TS_Philisophie_files/Nucleus Studio

ZEIT
REISE
Ein Gespräch mit Jens Kuphal, Nucleus Studio Berlin
Fritz Fey
Fotos: Jens Kuphal
Im September des vergangenen Jahres bekam ich eine schöne E-Mail von Jens Kuphal, der mich daran erinnerte, dass sein Studio
gerade fünfzehn Jahre alt geworden ist, und damit auch das Interview, dass wir seinerzeit zur Eröffnung im Jahre 1995 veröffentlicht hatten. Er lud mich ein, diese fünfzehn Jahre mit mir gemeinsam Revue passieren zu lassen und ich fand die Idee sehr reizvoll, an unser damaliges Gespräch anzuknüpfen.
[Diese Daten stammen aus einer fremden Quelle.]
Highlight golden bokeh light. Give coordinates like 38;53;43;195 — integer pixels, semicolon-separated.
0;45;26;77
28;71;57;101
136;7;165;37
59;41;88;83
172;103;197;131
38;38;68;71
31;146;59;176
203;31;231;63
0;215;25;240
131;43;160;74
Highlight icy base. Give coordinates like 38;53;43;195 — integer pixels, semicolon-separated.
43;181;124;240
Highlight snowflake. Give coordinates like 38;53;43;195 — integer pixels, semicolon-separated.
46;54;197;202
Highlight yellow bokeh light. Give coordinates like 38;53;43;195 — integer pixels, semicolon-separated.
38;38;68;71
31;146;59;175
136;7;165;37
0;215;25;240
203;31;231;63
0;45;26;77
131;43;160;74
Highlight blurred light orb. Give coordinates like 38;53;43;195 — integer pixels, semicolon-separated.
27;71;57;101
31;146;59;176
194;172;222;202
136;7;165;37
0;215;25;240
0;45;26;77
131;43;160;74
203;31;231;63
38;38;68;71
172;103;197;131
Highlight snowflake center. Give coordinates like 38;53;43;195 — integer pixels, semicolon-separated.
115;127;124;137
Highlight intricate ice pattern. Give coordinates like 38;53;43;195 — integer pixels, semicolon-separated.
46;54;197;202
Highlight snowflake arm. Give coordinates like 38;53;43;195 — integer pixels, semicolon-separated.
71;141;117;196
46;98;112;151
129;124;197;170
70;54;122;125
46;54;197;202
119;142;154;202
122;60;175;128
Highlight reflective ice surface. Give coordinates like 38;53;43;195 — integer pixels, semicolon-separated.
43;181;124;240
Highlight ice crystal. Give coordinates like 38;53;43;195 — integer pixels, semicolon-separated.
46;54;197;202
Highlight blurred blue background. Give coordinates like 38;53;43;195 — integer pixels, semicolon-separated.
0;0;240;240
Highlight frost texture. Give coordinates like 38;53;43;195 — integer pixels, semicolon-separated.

Ich fuhr also nach Berlin, um Jens in seiner ‚Glasskulptur‘ zu besuchen. Das Nucleus Studio besteht fast ausschließlich aus Glasflächen – nicht nur die Trennwand zwischen Regie und Aufnahme ist vollkommen transparent gestaltet, sondern auch seitliche Flächen, so dass man von jedem Punkt des Studios aus nahezu überall freien
Blick in alle räumlichen Bereiche genießt. Das war 1995 mehr als außergewöhnlich und ist es auch heute noch. Noch außergewöhnlicher ist es allerdings angesichts der einschneidenden Veränderungen in der Tonstudioszene, dass das Studio und sein Inhaber immer noch da sind, ebenso wie das Magazin und sein Chefredakteur, der damals an der Eröffnungsfeier teilnehmen durfte.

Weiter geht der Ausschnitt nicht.